Mr. Clavon has not had this relief. Sam Hussein, a housing counselor at the nonprofitClearpoint Credit Counseling Solutions, who has been trying since February to help Mr. Clavon modify his loan, said that even for his eligible clients, lenders have agreed to modifications only about half the time — “and then it’s usually on the lender’s terms,” with payments often increased, at least temporarily, he said.

Amid the wreckage, though, option ARMs have been a boon for some borrowers. Gary Kopff, 64, a retired financial manager, took an option ARM on his Washington home in 2006, increasing his balance to $1.2 million from $800,000. Mr. Kopff chose the minimum payments so that all of his payments were interest, allowing him the greatest tax deduction, and because he had no desire to pay off his home.
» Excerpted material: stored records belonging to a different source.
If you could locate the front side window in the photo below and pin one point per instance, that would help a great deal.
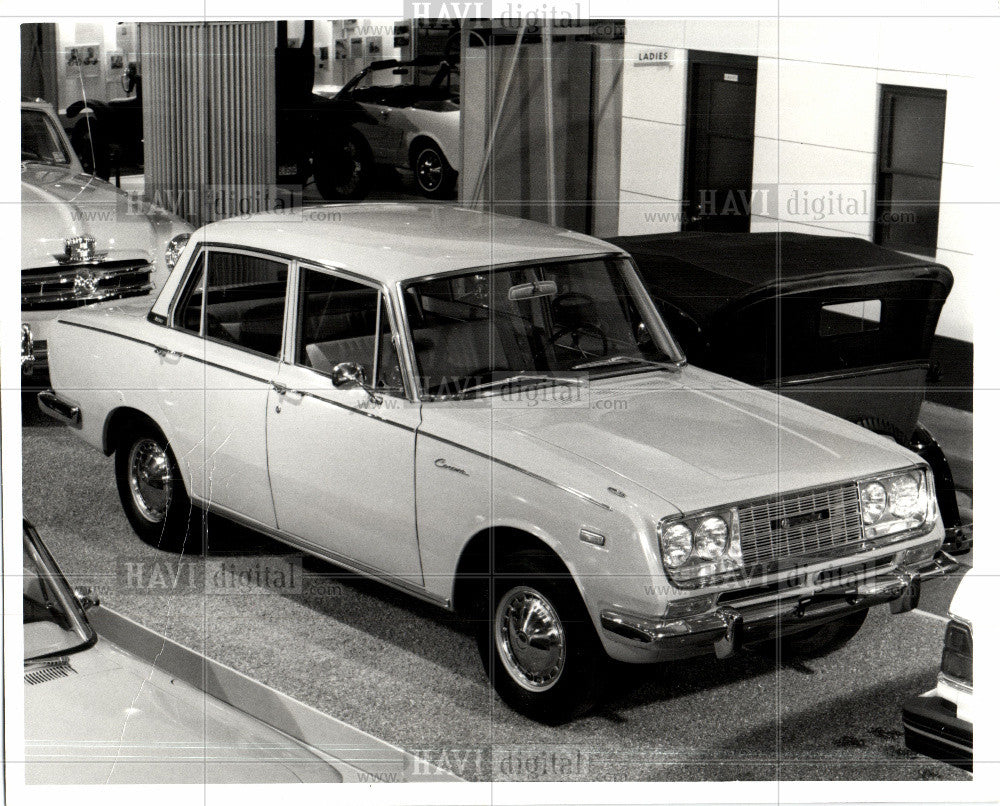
(244, 301)
(339, 321)
(557, 318)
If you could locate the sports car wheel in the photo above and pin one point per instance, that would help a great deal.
(824, 639)
(152, 490)
(537, 642)
(434, 176)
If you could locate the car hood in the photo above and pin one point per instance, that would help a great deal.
(697, 439)
(57, 204)
(115, 719)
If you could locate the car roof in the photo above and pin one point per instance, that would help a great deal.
(395, 242)
(705, 271)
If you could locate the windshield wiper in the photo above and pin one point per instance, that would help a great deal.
(520, 378)
(613, 360)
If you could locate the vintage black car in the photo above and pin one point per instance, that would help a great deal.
(838, 323)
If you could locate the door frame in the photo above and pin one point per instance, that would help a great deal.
(718, 59)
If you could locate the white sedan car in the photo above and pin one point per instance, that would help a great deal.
(490, 414)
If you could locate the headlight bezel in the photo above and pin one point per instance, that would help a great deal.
(700, 571)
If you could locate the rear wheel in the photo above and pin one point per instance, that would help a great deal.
(537, 642)
(824, 639)
(152, 491)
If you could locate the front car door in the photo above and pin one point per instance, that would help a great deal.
(341, 462)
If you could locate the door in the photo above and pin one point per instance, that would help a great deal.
(341, 459)
(718, 170)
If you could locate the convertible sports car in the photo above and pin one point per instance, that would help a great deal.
(491, 414)
(407, 125)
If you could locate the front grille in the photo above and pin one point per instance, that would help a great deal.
(799, 524)
(70, 286)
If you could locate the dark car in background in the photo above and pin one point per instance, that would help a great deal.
(838, 323)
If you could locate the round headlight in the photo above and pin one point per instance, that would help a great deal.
(873, 499)
(676, 542)
(175, 247)
(904, 497)
(711, 537)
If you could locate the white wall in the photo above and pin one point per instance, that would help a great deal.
(816, 125)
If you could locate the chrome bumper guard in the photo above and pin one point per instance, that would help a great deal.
(726, 629)
(59, 408)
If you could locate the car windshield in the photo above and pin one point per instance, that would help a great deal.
(552, 322)
(54, 623)
(40, 142)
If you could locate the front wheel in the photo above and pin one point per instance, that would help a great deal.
(538, 644)
(152, 491)
(824, 639)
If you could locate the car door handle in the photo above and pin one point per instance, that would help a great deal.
(284, 391)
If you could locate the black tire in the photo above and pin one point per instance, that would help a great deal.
(158, 507)
(574, 685)
(343, 168)
(824, 639)
(433, 174)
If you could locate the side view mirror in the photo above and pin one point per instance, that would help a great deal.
(350, 375)
(87, 598)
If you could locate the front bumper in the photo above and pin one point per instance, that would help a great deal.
(931, 727)
(725, 629)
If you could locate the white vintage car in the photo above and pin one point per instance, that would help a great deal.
(82, 239)
(490, 414)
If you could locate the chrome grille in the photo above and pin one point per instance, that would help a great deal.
(799, 524)
(83, 283)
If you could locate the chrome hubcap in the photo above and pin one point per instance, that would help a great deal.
(530, 638)
(149, 479)
(429, 169)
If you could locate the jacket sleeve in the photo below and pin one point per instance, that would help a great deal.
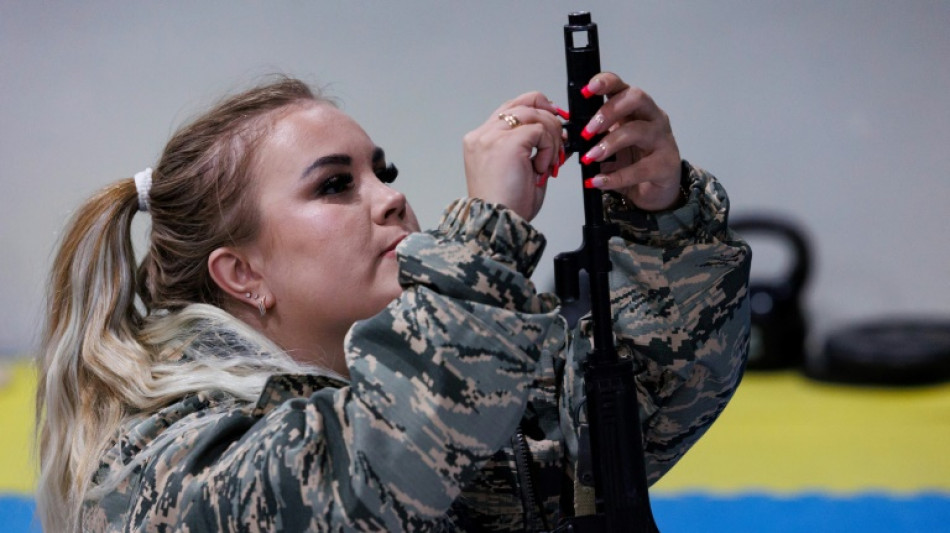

But a surprising thing happened. His rate went down.

Mr. Kopff’s rate is tied to a figure called the London interbank offered rate, or Libor, a measure of the rates banks charge one another to borrow money. As the 30-day Libor fell to less than one half of 1 percent, the rate on Mr. Kopff’s loan fell below 3 percent.

Now, though he is still making only the minimum payments, he is actually paying down his balance.

“In 2009 I found out I have a 2.5 percent mortgage,” Mr. Kopff said. “That’s not onerous by any standards.”

But even for Mr. Kopff, the future has some storm clouds. Interest rates are rising again. When he took out the loan, he planned to refinance into a 30-year fixed mortgage before the reset, but now few banks are refinancing loans his size.

“I’m better off than a great deal of mortgage holders,” he said. “But what looks like a good deal today may not look so good in a few years.”